“Jen, can I just make my thighs smaller? Everything else is fine but I just need the extra fat on the back of my legs gone!”
I get questions like this on a weekly basis.
My answer? I WISH! If I could wave a magic wand around certain areas of my own physique and just have the excess body fat magically disappear, I certainly would. That’s basically what people are requesting when they say they want to spot reduce a very specific section (and only that section) of body fat.
Now, before you think I’m being a mean girl about this, hear me out–we ALL have certain areas of our physiques that are going to be more prone to holding onto excess body fat.
When I trained for my first competition, I noticed big changes happening within the first couple of weeks of my training. My shoulders got leaner, my arms looked more defined and my waist dropped inches, but my hips and thighs? Nope, they didn’t look one bit different than they had on DAY 1! Was I frustrated? You bet! You know what I had to remind myself? I simply had more body fat in those specific areas (legs and glutes) than I did in my upper body and my waist, so of course, those results were going to be more noticeable right off the bat because they were already the leaner areas of my physique.

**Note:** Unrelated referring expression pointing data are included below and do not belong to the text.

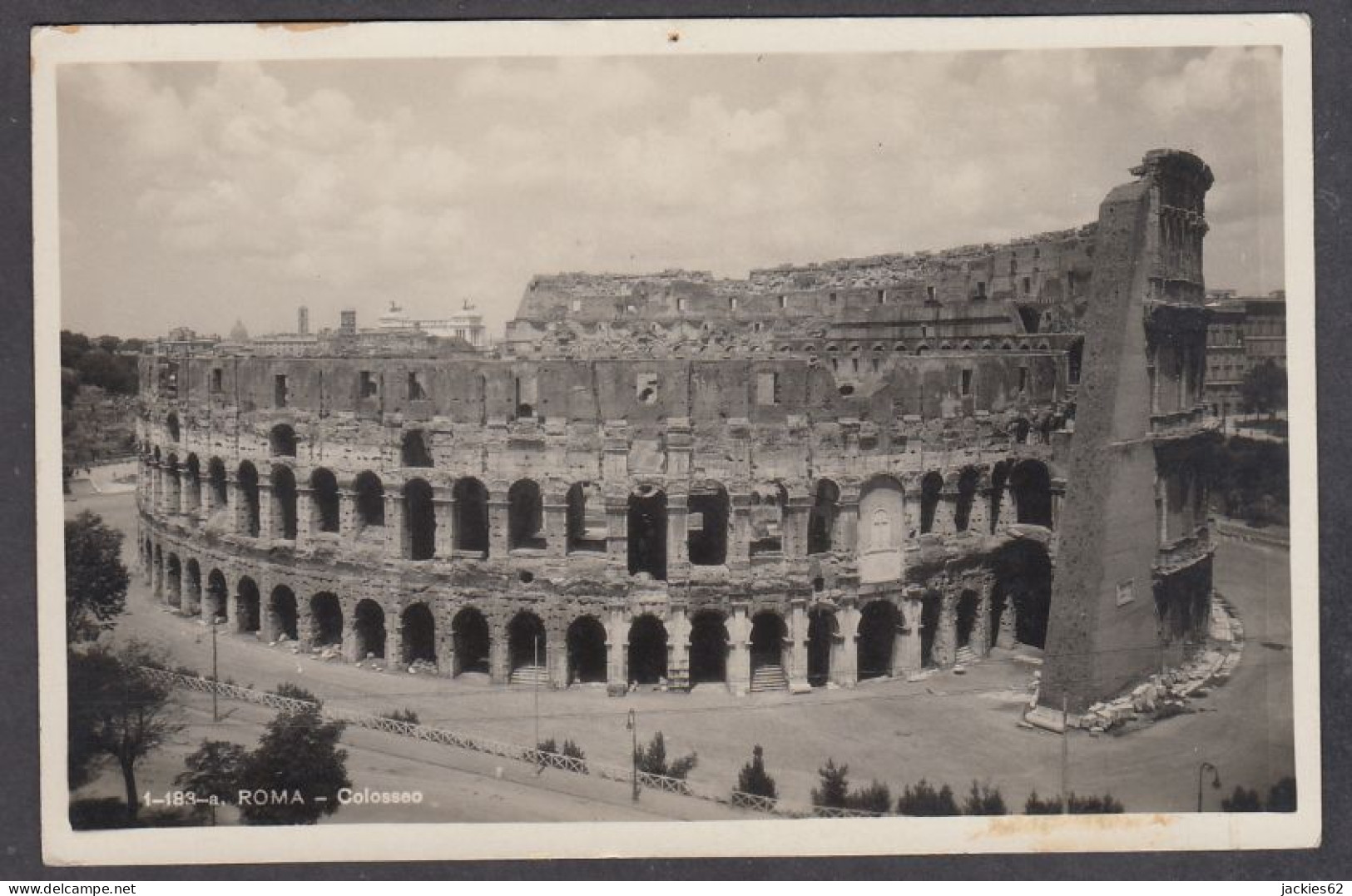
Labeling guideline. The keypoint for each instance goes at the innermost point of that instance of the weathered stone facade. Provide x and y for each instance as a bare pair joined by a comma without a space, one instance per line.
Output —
644,491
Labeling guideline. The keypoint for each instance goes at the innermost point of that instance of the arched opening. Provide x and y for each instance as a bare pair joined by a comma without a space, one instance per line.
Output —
371,500
967,484
526,647
880,530
1023,576
281,615
369,630
248,478
173,582
821,523
192,476
707,647
586,651
283,441
821,638
414,450
471,515
767,642
706,525
1031,484
471,640
285,502
175,485
525,515
324,621
418,636
999,476
968,607
216,480
646,651
248,615
216,597
648,532
324,491
192,588
419,521
930,489
878,626
586,517
767,519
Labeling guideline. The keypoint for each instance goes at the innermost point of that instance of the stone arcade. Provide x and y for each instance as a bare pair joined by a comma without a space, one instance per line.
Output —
817,474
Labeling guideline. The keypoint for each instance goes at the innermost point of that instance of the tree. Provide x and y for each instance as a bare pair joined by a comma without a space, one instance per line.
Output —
834,785
1263,389
115,711
984,800
214,770
753,779
925,800
97,582
1243,800
296,765
653,760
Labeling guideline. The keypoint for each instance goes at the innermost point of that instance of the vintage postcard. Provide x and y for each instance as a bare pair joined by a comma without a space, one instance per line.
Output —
675,438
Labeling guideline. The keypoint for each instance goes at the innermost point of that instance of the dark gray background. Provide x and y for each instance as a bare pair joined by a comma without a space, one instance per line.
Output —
21,853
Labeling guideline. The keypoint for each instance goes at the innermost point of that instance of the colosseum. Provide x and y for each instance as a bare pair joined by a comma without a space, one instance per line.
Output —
811,476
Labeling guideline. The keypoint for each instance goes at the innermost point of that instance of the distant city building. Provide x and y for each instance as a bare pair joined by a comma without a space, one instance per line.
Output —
1241,333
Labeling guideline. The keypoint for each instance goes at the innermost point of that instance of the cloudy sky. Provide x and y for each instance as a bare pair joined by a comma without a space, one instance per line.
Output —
195,194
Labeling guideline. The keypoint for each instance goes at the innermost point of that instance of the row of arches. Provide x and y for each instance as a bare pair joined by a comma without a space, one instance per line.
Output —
709,521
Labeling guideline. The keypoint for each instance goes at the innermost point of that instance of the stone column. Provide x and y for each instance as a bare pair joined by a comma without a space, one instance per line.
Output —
443,510
498,523
798,645
394,638
556,528
617,636
677,547
845,651
740,656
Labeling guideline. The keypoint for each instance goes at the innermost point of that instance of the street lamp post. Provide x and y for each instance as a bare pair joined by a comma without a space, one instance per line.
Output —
633,753
1201,773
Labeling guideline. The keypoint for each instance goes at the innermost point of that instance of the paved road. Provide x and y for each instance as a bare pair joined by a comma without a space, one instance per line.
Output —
947,729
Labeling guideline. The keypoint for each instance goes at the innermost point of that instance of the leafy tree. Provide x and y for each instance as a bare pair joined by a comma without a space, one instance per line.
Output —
875,798
753,779
1105,804
653,760
1263,389
1282,796
97,582
115,712
298,755
214,770
924,799
834,785
1038,805
1243,800
984,800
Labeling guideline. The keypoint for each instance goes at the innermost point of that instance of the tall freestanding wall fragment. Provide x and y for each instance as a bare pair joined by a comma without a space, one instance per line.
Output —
1133,575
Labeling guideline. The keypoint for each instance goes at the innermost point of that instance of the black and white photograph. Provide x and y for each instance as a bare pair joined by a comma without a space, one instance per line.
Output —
884,438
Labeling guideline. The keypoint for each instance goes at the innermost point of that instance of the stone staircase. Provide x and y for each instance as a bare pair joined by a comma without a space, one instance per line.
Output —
768,677
530,675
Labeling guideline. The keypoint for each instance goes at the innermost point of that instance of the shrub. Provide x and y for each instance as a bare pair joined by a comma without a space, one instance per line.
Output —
875,798
753,779
834,785
984,800
925,800
1243,800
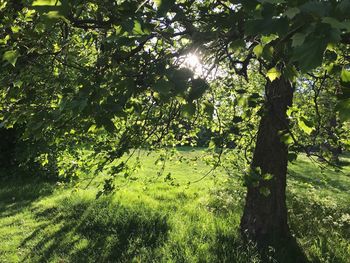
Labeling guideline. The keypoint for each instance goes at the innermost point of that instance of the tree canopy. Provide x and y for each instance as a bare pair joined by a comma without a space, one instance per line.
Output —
114,72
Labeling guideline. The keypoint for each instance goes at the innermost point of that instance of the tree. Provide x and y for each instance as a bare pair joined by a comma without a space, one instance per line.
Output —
117,65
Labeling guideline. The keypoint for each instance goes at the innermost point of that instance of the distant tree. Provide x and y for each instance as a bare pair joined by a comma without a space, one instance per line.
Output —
78,66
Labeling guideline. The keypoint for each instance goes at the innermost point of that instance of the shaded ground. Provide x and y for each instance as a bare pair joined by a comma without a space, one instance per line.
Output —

It’s pretty simple: if you store more body fat in certain areas, those areas have MORE TO LOSE, so results are not going to happen quite as quickly or may not be quite as noticeable at first as they seem to be elsewhere on your physique.
So we can’t spot reduce and magically melt away body fat, but we can make some serious progress!
Focus Your Workouts
One thing I like to remind my clients is that they can focus on that particular area a bit more than they do others.
For example, once I started to train my legs two, sometimes three times a week, results started to happen a lot faster than they had before. I was able to change the overall shape and appearance more quickly than with just once a week leg days and even though they body fat in those areas still wasn’t melting away at a rapid pace, the extra day each week was helping out.
I was stronger, had improved the overall shape and definition of my lower body and building this lean muscle helped me crank up my metabolism even more, which in turn helped me shed more calories and burn more body fat.
Another major tip is to make sure you are including a wide variety of exercises in your training. It may seem so obvious, yet so many of us (myself included at times) fall into a training rut and do the same exercises each session. In order to spark a change, we must continually challenge our bodies.
Work the Angles
Add in different exercises throughout your workouts, make sure you are targeting that muscle group from a variety of angles and don’t be afraid to do higher reps in one workout and drop sets or lower reps in another workout. Just to continue to shock your body and push your muscle past your threshold in a different way from one workout to the next. Implementing a variety of training protocols helps to ensure that your muscles are constantly challenged and ensures that you won’t get stuck in a training rut or hit a plateau.
So no we can’t spot reduce but we can make some serious changes with some consistent efforts and dedication!